El chico estuvo mucho tiempo pensando, no recordaba dónde había guardado cada trozo de esa densidad en su momento, las cajas a penas se veían y, se aventuraría a afirmar, que las etiquetas ya no funcionaban. ¿Cómo podía ser? Aquello lo agobió más. Decidió volver a ayudar a sus amigos, pensando que, si podía ducharse por las mañanas y dormir por las noches, era suficiente hasta que arreglase el caos del resto ¡porque sus amigos lo necesitaban! Pero no sé hasta qué punto se creyó aquella excusa.

Un día decidió que no estaba cómodo y aceptó que las cajas ya no servían. No solo porque hubiese acumulado más caos del que podía guardar en ellas inicialmente, sino porque habían quedado obsoletas. Llamó a sus amigos y les pidió perdón por no poder ayudarlos a arreglar sus ya inmaculadas casas que aun así necesitaban una mano de pintura, pero es que cada vez que abandonaba su casa, los zapatos sucios impregnaban de caos las casas del resto, y no quería que eso volviese a suceder. Todos lo comprendieron y le ofrecieron sus manos y voluntad pero Eduardo, que era muy ordenado, las rechazó amablemente porque ninguno de ellos conocía el orden en el que disponer cada traza.

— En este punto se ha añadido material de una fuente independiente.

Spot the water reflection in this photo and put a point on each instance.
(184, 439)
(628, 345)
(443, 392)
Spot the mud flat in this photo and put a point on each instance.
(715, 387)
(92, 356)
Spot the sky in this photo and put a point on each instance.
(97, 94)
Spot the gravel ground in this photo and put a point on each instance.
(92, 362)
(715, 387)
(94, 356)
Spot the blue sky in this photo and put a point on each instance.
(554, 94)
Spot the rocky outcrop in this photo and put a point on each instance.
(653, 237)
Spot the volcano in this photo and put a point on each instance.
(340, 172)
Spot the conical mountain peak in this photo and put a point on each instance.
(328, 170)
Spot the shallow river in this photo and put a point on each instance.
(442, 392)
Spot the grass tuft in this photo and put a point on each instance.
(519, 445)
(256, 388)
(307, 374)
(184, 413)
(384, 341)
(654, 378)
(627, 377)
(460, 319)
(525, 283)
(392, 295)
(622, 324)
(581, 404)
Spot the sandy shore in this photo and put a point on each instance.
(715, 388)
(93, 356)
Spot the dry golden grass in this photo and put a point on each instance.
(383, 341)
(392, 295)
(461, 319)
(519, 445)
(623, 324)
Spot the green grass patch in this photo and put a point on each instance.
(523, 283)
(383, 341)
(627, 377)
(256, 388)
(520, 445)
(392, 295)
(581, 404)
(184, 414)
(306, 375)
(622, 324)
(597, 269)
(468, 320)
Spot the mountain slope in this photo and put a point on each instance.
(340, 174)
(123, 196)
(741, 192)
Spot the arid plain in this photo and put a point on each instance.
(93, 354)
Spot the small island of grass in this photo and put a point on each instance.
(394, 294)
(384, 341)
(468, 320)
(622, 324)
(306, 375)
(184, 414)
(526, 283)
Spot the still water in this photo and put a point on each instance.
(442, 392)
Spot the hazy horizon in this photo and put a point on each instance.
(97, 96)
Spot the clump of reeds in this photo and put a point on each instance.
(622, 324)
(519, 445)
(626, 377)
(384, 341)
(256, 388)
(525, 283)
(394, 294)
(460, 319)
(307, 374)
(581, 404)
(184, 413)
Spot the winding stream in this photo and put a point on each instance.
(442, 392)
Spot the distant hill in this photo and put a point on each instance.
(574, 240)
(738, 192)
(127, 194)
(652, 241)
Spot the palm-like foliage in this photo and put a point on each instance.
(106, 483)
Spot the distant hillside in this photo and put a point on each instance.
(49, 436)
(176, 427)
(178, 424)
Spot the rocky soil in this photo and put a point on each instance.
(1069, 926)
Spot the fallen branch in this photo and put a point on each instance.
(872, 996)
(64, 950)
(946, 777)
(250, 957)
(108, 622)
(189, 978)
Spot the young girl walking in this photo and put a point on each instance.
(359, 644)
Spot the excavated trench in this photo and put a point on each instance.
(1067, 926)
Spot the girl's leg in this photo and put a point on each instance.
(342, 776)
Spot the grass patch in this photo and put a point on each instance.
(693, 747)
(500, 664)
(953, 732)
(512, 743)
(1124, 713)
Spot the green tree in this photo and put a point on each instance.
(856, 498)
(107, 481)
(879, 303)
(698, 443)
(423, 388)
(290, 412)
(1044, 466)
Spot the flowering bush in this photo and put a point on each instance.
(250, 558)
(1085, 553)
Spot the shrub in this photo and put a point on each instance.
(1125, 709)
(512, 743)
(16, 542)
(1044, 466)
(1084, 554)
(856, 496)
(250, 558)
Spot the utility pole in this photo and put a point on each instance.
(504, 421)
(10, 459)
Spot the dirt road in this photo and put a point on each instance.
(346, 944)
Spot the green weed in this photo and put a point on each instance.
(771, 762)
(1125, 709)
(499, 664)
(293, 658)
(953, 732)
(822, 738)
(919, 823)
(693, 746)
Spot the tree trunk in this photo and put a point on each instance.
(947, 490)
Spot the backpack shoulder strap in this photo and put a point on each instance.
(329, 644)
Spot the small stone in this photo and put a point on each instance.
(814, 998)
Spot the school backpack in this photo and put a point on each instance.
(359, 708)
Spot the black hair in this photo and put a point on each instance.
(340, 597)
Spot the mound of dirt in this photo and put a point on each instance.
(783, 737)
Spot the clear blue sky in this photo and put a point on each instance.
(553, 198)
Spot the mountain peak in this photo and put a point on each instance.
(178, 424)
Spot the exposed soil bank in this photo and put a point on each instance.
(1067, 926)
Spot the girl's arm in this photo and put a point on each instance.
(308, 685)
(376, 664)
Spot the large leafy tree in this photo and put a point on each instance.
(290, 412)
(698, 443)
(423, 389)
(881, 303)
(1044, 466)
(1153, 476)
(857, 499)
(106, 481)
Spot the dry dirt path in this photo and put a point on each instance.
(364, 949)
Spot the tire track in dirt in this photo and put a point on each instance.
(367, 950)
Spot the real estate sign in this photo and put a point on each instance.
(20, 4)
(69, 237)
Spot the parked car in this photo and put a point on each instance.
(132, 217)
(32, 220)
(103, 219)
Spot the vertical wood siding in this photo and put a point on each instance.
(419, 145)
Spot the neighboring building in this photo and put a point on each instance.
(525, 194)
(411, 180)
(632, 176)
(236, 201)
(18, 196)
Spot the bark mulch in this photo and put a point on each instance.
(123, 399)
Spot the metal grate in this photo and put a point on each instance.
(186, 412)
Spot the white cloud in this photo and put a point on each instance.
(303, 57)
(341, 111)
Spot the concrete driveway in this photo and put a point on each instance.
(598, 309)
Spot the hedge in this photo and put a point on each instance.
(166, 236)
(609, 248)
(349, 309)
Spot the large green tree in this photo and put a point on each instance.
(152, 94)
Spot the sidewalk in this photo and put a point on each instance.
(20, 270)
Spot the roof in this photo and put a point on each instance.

Tardó mucho tiempo, pero al fina Eduardo logró colocar todas las cosas dentro de nuevas cajas. Seguían siendo caóticas y la distribución era muy diferente a la que él recordaba antes del terremoto, casi algunos dirían que se había vuelto loco. Pero Eduardo nuevamente se sentía cómodo dentro de un nuevo orden. Así, cada vez que volvía a su casa después de ordenar las casas de sus amigos que cada dos por tres se descuidaban, se sentía relajado y orgulloso. Jamás volvió a dejar desordenada su casa, al menos no demasiado.